Deciphering the Clinical Clues: Updates to Protocols and Procedures for Anti-CD47 Agents in Clinical Laboratories


David Sallman, MD
Leukemia and Myelodysplastic Syndrome (MDS) Section Head
Associate Member, Department of Malignant Hematology
H. Lee Moffitt Cancer Center & Research Institute
Associate Professor, Department of Oncologic Sciences
University of South Florida
Tampa, FL
David Sallman, MD

David Sallman, MD, is an associate member in the Department of Malignant Hematology at Moffitt Cancer Center and associate professor in the Department of Oncologic Sciences at the University of South Florida, both in Tampa. Dr. Sallman is the myeloid section head of the malignant hematology department. He earned his medical degree from the University of South Florida College of Medicine and completed an internal medicine residency at Massachusetts General Hospital before completing a hematology/oncology fellowship at Moffitt Cancer Center. He is board certified in medical oncology, hematology, and internal medicine.

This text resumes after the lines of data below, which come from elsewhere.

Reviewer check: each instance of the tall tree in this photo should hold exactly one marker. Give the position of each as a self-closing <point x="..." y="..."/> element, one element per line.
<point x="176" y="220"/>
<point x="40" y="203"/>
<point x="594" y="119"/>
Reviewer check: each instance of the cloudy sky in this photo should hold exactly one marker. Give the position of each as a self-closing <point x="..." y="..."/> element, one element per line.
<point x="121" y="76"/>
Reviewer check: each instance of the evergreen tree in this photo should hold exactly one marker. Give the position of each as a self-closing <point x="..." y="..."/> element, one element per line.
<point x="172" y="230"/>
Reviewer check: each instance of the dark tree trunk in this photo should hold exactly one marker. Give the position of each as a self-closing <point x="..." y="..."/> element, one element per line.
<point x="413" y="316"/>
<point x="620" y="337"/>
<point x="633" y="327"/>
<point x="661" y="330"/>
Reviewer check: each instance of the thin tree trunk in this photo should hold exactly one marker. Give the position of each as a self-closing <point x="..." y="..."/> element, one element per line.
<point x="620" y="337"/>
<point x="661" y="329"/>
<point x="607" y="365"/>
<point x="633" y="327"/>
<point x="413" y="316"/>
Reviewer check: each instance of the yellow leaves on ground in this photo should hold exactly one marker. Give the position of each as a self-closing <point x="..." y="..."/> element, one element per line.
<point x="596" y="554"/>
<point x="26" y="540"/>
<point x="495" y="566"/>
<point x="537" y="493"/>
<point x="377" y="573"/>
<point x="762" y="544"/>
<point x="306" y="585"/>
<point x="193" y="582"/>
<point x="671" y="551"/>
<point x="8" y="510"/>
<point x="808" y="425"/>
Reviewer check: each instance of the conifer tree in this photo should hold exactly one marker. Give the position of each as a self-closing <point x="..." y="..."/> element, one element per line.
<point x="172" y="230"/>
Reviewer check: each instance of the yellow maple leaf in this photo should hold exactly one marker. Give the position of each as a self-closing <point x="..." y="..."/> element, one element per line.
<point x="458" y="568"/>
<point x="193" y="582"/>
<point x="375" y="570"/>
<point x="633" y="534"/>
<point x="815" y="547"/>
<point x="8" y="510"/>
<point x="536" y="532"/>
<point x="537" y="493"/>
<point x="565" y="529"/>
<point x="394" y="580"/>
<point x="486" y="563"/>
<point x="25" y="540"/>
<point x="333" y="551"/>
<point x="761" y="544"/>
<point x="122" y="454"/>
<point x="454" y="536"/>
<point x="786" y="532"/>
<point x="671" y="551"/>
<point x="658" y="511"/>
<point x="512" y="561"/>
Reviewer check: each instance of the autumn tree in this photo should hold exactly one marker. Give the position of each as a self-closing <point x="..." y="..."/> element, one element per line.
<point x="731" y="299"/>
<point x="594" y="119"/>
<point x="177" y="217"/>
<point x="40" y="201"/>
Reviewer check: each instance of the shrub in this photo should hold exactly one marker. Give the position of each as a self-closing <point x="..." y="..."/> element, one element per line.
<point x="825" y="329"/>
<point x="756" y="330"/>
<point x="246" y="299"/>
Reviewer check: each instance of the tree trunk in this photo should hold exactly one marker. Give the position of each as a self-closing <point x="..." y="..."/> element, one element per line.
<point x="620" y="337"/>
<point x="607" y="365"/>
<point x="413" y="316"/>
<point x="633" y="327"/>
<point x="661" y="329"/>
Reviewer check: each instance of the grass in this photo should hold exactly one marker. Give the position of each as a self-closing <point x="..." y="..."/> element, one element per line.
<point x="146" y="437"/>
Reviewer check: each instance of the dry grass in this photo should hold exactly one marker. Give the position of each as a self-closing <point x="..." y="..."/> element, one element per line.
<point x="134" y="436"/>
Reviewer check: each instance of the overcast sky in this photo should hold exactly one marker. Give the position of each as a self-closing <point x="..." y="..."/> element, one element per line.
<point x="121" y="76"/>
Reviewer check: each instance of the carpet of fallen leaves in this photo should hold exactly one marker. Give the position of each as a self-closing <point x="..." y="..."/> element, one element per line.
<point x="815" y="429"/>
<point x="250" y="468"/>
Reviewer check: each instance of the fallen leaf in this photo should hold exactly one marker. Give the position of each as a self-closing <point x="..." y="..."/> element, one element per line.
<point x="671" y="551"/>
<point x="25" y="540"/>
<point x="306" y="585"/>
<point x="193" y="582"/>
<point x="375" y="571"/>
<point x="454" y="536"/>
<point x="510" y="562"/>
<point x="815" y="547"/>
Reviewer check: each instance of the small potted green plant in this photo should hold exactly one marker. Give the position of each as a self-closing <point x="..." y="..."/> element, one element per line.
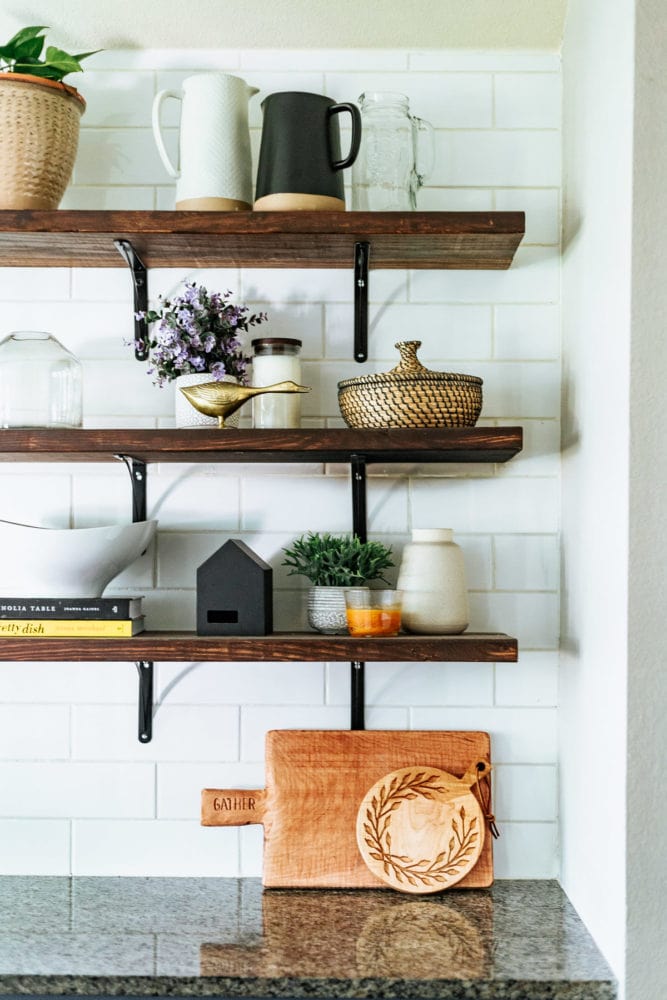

Dr Sallman’s clinical interests are myelodysplastic syndromes (MDS), acute myeloid leukemia (AML), and myeloproliferative neoplasms. His research interests focus on the development of novel targeted therapeutic strategies (phase 1 and 2 clinical trials) for patients with MDS and AML, based on the underlying mutational drivers of each disease. Specifically, he studies the genetic drivers of myeloid diseases to improve prognostication for patients and to allow for more personalized treatment. He has published significantly on this topic, including recently in highly regarded journals such as Leukemia and Haematologica, and these works are the foundation of clinical trials/translational studies designed to improve the quality of life and survival of patients with MDS. He is the principal investigator for multiple ongoing studies focused on higher-risk MDS. Furthermore, his recent work has focused on TP53-mutant MDS, where he and his team identified and validated that the clonal burden of TP53 mutation is strongly concordant with patient outcomes and are intimately tied with the clinical trajectory of these patients. Additionally, they have identified that serial next-generation sequencing has significant prognostic value and can be an early biomarker of outcome with novel agents. He has been the lead principal investigator (PI) for phase 1-3 trials TP53-mutant MDS and AML patients.  Additionally, Dr. Sallman serves as lead PI for multiple cellular therapy trials including CAR-T and TCR therapies.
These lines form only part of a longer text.